Brady's case has spurred conversation between the league and the NFL Players Association about the scope of Goodell's role in discipline for off-the-field transgressions. On Wednesday, Goodell said a deal to reduce his power is not imminent.
"I've also been very open over the last several years and we have had discussion about the discipline process for decades," Goodell said. "If we can find a better discipline system, let's do it. We are not close to an agreement, by any stretch of the imagination, on a change to that, as it relates to a third party or other individuals making those decisions. But we are open to that and we'll continue to have that dialogue directly with the union. And if we can come up with a better system, we'll announce it at that point."

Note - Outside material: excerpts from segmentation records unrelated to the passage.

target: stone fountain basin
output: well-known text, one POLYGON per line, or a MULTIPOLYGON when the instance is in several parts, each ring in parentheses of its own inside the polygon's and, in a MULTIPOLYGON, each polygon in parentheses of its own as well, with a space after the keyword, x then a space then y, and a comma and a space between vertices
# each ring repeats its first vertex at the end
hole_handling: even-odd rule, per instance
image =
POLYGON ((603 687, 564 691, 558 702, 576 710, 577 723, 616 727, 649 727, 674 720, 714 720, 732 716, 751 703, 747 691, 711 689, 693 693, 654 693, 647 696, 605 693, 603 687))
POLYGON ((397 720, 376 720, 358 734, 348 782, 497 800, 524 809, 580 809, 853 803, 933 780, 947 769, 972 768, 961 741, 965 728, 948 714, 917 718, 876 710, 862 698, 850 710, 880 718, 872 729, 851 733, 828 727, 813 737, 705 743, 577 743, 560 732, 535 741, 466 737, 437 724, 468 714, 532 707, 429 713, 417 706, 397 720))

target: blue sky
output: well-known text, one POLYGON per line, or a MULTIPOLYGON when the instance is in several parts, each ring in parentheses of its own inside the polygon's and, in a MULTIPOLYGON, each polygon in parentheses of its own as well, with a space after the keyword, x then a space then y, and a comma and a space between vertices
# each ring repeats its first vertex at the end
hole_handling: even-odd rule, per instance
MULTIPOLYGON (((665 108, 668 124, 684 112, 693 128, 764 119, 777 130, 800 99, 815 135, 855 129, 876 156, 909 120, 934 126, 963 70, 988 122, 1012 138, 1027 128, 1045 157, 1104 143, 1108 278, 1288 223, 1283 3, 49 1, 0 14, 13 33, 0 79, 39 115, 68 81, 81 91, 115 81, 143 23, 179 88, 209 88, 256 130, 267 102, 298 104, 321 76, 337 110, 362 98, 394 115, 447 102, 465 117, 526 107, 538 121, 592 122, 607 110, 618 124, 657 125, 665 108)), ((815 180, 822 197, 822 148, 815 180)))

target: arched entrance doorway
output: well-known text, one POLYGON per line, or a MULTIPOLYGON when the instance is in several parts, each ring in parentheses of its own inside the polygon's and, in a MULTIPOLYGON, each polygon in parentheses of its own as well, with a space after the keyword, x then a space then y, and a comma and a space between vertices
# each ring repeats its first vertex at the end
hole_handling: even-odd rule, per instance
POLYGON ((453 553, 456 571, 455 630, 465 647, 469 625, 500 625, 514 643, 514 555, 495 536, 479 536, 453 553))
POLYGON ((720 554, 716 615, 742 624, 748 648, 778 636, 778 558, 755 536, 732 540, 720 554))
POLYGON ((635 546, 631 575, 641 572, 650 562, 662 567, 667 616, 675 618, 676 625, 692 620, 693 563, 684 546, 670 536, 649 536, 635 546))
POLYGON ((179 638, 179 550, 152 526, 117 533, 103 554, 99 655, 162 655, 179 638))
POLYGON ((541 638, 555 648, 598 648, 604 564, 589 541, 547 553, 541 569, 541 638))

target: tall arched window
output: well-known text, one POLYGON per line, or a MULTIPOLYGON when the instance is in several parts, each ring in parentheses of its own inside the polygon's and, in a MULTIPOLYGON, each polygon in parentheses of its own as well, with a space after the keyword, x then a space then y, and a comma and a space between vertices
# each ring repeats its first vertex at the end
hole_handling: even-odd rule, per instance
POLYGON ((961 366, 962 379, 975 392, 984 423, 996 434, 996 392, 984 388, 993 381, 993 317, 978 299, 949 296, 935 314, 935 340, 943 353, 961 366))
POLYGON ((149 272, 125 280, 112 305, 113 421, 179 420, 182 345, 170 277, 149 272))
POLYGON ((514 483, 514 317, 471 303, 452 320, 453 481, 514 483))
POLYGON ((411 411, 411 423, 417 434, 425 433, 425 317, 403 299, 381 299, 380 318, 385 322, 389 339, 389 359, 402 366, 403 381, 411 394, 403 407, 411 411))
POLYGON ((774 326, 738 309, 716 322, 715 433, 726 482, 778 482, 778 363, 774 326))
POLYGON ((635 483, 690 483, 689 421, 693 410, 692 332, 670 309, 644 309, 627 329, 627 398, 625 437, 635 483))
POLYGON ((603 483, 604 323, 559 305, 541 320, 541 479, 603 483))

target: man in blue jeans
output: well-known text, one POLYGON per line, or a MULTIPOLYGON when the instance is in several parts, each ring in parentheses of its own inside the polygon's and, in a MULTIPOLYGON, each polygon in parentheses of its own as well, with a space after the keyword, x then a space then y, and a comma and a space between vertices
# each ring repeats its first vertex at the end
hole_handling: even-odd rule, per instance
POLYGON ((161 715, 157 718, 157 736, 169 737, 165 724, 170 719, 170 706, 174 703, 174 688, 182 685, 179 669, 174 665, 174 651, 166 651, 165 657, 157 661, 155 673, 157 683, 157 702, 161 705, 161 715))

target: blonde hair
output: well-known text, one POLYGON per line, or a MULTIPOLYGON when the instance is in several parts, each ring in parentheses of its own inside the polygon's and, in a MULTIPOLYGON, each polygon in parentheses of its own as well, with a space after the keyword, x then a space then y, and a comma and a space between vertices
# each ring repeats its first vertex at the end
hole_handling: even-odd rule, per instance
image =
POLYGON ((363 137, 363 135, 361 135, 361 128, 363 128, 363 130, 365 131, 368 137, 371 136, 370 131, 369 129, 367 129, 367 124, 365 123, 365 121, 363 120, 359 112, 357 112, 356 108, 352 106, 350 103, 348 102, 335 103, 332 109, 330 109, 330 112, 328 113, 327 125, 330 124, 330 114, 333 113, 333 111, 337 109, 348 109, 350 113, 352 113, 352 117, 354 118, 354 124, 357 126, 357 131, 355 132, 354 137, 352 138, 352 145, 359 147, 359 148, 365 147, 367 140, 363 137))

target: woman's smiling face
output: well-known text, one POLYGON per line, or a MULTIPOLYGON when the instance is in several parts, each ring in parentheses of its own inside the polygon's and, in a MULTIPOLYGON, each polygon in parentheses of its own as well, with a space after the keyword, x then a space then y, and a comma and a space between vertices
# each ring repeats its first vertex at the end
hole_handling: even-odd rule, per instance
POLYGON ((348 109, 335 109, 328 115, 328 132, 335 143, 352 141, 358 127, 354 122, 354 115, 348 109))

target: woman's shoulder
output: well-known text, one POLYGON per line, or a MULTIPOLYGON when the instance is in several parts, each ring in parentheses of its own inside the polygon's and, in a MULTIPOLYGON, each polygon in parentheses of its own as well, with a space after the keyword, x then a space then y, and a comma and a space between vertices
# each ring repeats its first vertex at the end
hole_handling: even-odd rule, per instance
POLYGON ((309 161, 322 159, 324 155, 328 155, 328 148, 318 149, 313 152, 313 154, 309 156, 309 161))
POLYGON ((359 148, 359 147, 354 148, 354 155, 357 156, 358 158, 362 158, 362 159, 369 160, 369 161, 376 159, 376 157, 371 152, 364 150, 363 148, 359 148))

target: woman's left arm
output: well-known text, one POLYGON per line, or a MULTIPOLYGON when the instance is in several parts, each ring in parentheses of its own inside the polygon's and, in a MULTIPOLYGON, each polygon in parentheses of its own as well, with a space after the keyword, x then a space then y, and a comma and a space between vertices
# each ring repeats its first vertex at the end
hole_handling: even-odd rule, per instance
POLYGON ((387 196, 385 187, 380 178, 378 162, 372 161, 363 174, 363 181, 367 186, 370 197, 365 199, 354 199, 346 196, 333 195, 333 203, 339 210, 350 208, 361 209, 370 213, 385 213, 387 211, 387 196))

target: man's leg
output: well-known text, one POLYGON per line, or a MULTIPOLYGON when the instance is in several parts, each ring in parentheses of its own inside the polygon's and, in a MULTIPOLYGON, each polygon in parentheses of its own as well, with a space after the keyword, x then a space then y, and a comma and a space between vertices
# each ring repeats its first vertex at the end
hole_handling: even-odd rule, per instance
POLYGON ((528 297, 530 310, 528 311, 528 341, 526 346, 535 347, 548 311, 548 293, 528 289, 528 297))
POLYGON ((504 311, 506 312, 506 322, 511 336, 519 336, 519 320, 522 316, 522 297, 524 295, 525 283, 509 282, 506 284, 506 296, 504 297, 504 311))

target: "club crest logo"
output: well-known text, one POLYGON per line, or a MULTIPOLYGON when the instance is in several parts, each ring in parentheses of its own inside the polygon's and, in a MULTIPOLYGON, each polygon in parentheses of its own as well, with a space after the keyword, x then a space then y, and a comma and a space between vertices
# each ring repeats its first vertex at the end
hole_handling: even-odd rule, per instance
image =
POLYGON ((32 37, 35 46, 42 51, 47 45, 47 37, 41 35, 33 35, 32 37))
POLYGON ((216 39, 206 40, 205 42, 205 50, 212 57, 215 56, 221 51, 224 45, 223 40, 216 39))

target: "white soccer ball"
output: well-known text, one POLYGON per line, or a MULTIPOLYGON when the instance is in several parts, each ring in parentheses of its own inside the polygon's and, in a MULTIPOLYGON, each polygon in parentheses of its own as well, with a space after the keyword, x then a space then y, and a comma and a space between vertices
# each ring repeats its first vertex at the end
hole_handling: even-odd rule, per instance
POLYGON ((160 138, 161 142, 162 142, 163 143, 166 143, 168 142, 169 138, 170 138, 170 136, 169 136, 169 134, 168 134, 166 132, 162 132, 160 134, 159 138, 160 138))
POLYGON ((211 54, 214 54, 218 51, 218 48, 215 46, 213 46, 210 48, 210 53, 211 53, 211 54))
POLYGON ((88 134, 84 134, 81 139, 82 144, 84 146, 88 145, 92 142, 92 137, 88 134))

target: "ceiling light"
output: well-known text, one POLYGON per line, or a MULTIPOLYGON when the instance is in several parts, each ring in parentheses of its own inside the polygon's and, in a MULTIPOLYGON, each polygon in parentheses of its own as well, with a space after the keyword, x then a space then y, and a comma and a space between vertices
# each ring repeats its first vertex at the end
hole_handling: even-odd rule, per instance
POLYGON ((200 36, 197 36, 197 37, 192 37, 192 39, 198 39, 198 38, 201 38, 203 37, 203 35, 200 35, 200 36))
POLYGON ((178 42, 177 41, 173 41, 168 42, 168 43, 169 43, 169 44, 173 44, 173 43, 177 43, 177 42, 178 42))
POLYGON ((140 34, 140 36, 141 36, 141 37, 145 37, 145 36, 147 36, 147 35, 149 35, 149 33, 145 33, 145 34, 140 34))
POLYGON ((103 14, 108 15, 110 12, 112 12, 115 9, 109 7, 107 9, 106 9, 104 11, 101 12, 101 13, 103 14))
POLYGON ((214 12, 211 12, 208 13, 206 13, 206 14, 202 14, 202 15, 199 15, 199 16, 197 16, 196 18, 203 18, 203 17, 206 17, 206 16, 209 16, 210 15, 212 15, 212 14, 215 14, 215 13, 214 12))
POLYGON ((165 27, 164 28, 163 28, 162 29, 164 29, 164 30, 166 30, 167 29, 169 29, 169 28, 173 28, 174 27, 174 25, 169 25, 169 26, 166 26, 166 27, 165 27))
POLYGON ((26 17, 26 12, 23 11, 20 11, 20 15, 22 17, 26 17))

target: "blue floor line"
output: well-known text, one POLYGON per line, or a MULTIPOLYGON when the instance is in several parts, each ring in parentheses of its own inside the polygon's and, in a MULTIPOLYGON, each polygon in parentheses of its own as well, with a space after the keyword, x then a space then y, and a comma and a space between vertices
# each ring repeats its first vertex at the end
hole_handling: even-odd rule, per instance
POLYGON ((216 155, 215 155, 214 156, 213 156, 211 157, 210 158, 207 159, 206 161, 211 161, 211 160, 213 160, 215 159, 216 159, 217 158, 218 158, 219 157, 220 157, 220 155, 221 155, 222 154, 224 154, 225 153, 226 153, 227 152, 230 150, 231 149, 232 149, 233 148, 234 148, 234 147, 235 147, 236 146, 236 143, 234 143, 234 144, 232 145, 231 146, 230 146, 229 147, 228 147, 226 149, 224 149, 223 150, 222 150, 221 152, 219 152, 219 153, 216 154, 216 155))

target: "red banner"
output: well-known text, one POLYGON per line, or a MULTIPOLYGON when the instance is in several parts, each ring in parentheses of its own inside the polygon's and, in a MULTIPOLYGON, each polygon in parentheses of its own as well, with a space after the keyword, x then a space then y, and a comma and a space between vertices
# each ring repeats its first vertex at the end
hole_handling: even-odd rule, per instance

At the annual meeting a year ago, it first became clear that the NFL was intent on moving a team to Los Angeles. On Wednesday, Goodell confirmed reports that the NFL is looking to play a game in China soon. The Rams are believed to be among the teams that have volunteered for the game, which is expected to be played in the 2018 season, before their new stadium is completed at home. The game is the NFL's latest foray into international play, and an indication that in coming years, the NFL will seek to expand its market globally. In 2016, there will be three games played in London and one in Mexico City, but the NFL views China as a huge, untapped market for fan interest.
"I think the size and the influence of China in the global marketplace is obviously something you can't ignore," Goodell said. "You can't ignore that as a sport or a business or a nation. From our standpoint, we have lots of fans over there and more importantly, potential fans over there."